Rail Freight Group Says New Rules Will Aid Smaller Track Borne Cargo Carriers

Transparency However Must be Supported by Regulators
Shipping News Feature
EUROPE – Accusations of anti-competitive practices have long been the norm in the world of European rail freight. Governments are frequently accused of turning a blind eye to illegal transfer of funds between track managers and rolling stock operators and public money supporting state rail groups to the detriment of independent cargo carriers, whilst routes see preferential treatment for such operations. Now the European Rail Freight Association (ERFA) has praised new legislation it says was adopted this week which it feels can redress the situation.

The ERFA represents rail newcomers and many rail companies offering international rail services, who are naturally not in a position to own the very many rail facilities they need access to in order to run their services. They are therefore often reliant on access to third-party facilities, many of which are owned by the incumbent operators or companies closely linked to them.

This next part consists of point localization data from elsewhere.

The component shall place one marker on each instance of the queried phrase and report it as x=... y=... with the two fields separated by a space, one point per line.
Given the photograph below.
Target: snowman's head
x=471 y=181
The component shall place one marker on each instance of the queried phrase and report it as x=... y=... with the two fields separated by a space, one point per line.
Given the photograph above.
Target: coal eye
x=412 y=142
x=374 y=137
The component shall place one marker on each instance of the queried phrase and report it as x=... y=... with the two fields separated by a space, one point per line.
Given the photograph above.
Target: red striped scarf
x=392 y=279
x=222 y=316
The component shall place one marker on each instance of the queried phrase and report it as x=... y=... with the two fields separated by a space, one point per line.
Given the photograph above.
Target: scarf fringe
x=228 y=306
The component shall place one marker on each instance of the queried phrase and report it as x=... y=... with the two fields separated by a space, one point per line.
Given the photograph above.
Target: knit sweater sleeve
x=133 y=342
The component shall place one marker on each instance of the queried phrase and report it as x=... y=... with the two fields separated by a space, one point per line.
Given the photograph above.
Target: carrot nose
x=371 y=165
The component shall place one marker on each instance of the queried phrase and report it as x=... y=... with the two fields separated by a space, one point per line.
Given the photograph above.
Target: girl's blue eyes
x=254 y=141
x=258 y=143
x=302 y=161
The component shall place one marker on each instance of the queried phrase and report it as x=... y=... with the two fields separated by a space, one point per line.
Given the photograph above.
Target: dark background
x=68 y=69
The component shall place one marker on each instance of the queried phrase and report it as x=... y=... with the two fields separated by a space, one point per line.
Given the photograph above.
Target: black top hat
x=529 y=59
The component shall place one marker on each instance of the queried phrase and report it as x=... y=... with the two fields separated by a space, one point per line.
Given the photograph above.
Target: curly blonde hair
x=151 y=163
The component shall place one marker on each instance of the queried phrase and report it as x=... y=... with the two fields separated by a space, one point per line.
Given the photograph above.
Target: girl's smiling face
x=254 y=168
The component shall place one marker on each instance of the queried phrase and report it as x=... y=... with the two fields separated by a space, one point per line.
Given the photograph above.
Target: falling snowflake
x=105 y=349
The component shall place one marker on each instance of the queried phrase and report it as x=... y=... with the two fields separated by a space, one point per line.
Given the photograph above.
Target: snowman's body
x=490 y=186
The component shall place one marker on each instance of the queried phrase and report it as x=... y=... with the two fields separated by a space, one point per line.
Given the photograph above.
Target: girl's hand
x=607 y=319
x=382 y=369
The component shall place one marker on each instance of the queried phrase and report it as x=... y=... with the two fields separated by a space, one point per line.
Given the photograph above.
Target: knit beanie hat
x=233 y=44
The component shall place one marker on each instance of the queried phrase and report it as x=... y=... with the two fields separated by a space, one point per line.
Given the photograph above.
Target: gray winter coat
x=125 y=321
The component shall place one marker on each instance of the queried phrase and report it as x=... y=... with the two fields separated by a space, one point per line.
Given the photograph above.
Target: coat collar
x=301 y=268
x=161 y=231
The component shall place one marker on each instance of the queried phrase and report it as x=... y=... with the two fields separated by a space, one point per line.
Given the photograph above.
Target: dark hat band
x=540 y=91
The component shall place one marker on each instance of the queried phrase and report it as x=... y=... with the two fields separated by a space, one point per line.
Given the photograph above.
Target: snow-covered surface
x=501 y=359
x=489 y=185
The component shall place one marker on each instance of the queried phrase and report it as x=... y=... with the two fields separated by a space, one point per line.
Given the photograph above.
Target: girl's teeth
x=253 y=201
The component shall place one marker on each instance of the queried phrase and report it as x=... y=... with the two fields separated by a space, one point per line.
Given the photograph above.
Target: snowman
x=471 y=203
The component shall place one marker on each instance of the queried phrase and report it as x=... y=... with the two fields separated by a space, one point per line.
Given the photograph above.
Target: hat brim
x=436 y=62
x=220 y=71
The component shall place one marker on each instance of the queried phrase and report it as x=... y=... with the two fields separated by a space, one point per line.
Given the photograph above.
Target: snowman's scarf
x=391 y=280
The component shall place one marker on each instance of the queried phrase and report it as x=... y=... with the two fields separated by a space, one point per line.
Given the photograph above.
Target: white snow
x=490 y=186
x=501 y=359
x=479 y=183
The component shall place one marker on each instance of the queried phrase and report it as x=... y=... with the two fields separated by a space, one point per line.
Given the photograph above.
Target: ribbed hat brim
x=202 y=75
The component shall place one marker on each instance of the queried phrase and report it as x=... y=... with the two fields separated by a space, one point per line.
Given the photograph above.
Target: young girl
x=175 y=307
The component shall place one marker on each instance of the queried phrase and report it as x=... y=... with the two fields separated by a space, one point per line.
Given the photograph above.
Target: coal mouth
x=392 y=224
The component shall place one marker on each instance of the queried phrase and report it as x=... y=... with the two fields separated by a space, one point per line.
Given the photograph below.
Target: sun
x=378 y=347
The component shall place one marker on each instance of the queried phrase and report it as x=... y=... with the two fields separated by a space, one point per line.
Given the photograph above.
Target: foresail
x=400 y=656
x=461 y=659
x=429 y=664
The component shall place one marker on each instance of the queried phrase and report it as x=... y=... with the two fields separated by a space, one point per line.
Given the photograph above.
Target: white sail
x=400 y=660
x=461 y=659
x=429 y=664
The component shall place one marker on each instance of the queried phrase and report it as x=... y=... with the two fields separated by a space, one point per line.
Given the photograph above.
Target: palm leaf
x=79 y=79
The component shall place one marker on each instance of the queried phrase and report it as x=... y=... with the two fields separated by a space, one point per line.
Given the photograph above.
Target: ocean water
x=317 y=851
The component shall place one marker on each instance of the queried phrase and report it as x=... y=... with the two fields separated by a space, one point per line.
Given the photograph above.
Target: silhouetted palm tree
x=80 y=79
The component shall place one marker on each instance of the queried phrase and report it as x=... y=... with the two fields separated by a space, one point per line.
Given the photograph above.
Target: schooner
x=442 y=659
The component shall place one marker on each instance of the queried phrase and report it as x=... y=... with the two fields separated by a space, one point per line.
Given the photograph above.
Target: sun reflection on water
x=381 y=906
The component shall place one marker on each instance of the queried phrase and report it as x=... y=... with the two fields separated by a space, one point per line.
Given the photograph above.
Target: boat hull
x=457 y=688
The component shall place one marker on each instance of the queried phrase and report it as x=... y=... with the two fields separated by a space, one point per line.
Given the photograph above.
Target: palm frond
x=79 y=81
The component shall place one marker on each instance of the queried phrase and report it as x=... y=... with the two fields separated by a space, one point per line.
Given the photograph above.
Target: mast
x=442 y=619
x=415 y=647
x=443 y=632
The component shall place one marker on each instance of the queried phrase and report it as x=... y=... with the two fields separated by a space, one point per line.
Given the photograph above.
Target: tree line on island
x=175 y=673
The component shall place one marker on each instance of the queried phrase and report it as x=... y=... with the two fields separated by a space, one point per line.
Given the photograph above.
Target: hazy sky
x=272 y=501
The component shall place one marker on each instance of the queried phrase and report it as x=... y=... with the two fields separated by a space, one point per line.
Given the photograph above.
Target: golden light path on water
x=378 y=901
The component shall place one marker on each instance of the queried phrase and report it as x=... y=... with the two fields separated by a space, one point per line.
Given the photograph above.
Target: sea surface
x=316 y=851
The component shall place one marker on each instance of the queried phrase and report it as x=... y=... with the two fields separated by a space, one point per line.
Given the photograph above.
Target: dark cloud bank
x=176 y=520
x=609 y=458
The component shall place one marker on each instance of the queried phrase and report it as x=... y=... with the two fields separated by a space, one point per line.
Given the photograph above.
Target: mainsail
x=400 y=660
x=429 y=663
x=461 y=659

Non-discriminatory access to rail facilities, be it a freight terminal, a port, a maintenance facility or a passenger station, is therefore essential for any railway undertaking wanting to run a rail service in Europe and this principle is in fact already enshrined in EU law. The ERFA points out that the reality is that in some Member States the facilities market is too often working to shut competition out and not to support a dynamic and thriving rail sector where concerns over artificial saturation of capacity, intentional low quality of services and overly high and discriminatory prices prevail.

The ERFA has thanked the European Commission for its work in addressing how the facilities market can better support rail’s competitiveness, but sounds a guarded note intimating that it is up to the various rail regulators to ensure that the rules translate into actions. It goes on to say that the obligation for rail facility operators to publish basic information on the services they are providing together with the conditions for accessing the facility is a big step forward.

The new transparency conditions for coordinating all requests for access, if applied correctly and including where there are conflicting requests, will help ensure an optimal use of capacity in the facilities. The ERFA feels the new rules have found a good balance between limiting the unnecessary burden on smaller facilities and creating a more attractive business environment for rail newcomers and those operating cross-border services.